Sur la visite d’Ursula Von der Leyen, présidente de la Commission européenne, en Amérique du Sud

Les 17 et 18 juillet, Bruxelles accueillera une trentaine de dirigeants d’Amérique du Sud et des Caraïbes à l’initiative de la Commission européenne. Le traité commercial gelé entre l’UE et certains pays d’Amérique du Sud, appelé « Mercosur », devra être réactivé. Pour s’y préparer, la présidente de la Commission européenne, Ursula von der Leyen, s’est rendue en Amérique du Sud le 12 juin. Elle y a rencontré successivement les présidents du Brésil, de l’Argentine, du Chili et du Mexique. Outre le commerce, la politique était également à l’agenda : gagner des âmes pour la guerre de l’Occident contre la Russie et la Chine.

La présidente de la Commission européenne, Ursula von der Leyen, n’est pas une personnalité irréprochable. Elle est issue de l’ancienne élite allemande. En tant que ministre de la Défense, elle a donné des dizaines de millions à des sociétés de conseil, pour des raisons qui ne sont pas claires. Dans le cadre de l’accord d’un milliard de dollars avec Pfizer lors de la crise Covid, elle a refusé de faire la lumière sur ses communications avec le géant pharmaceutique Pfeizer.

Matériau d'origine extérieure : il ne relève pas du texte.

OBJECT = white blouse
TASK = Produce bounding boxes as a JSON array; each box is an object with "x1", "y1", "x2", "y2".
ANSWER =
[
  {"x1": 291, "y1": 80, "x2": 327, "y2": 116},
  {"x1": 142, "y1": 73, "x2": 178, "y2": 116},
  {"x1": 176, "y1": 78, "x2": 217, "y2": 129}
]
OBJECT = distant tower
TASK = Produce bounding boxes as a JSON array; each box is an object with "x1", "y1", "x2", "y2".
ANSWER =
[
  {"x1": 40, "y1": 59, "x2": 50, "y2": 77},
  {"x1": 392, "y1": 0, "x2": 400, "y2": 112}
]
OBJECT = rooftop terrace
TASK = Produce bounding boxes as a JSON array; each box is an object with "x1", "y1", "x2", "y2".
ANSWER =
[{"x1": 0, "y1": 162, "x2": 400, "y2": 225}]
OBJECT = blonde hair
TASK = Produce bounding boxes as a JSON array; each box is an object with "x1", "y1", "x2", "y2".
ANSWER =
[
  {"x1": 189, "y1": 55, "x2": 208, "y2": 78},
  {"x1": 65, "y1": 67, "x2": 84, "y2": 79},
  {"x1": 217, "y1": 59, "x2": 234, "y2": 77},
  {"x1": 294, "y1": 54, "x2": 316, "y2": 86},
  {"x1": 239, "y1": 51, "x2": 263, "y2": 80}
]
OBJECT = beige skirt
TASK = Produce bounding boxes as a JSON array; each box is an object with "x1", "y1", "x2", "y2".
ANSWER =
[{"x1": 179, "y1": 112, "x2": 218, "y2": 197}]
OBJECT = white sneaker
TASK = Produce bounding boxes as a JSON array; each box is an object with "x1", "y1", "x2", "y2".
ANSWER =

La guilde des diplomates volants

Ursula von der Leyen est une atlantiste endurcie et agit en missionnaire, comme consul général de Washington en Europe. La confrontation de l’Occident avec la Russie et la Chine ne se déroule pas sans heurts. La Russie n’a pas été écrasée par la guerre économique occidentale et n’est pas isolée dans le monde. La Chine poursuit son développement en vue de devenir une superpuissance sous la direction du parti communiste dans le cadre d’un projet à long terme de « socialisme aux caractéristiques chinoises ». À la grande fureur des élites occidentales. Il faut faire quelque chose.

Ursula appartient à la guilde des hauts diplomates occidentaux qui parcourent le ciel avec des dizaines d’avions en partance pour des pays lointains dans une croisade contre la Russie et la Chine. Et dans le même temps, pour négocier de nouveaux accords commerciaux afin de neutraliser la dépendance européenne vis-à-vis de ces pays.

La plupart des pays d’Afrique, d’Asie et d’Amérique du Sud souhaitent commercer et coopérer, mais certainement pas entrer en guerre économique avec la Russie et la Chine. Ils rejettent l’invasion, mais prônent la désescalade et les négociations pour l’Ukraine.

Les Allemands s’envolent pour l’Amérique du Sud

La tournée d’Ursula en Amérique du Sud, ans la foulée de son voyage désastreux en Chine, fait suite au voyage du chancelier allemand Olaf Scholz au Brésil au début de l’année. Il est venu ouvertement demander des livraisons d’armes à l’Ukraine. Le social-démocrate allemand est revenu bredouille de son voyage et il a dû écouter, lors d’une conférence de presse, le président social-démocrate L.I. Lula da Silva que le Brésil ne participerait pas à la fièvre guerrière. Il appelle à la désescalade, aux initiatives de paix et aux pourparlers. Il y a quelques semaines, la belliqueuse ministre allemande des affaires étrangères, Annelena Baerbock (Verts), a reçu une douche froide. Le président brésilien et son ministre des affaires étrangères n’ont pas eu le temps de lui parler, bien que la visite ait été planifiée à l’avance.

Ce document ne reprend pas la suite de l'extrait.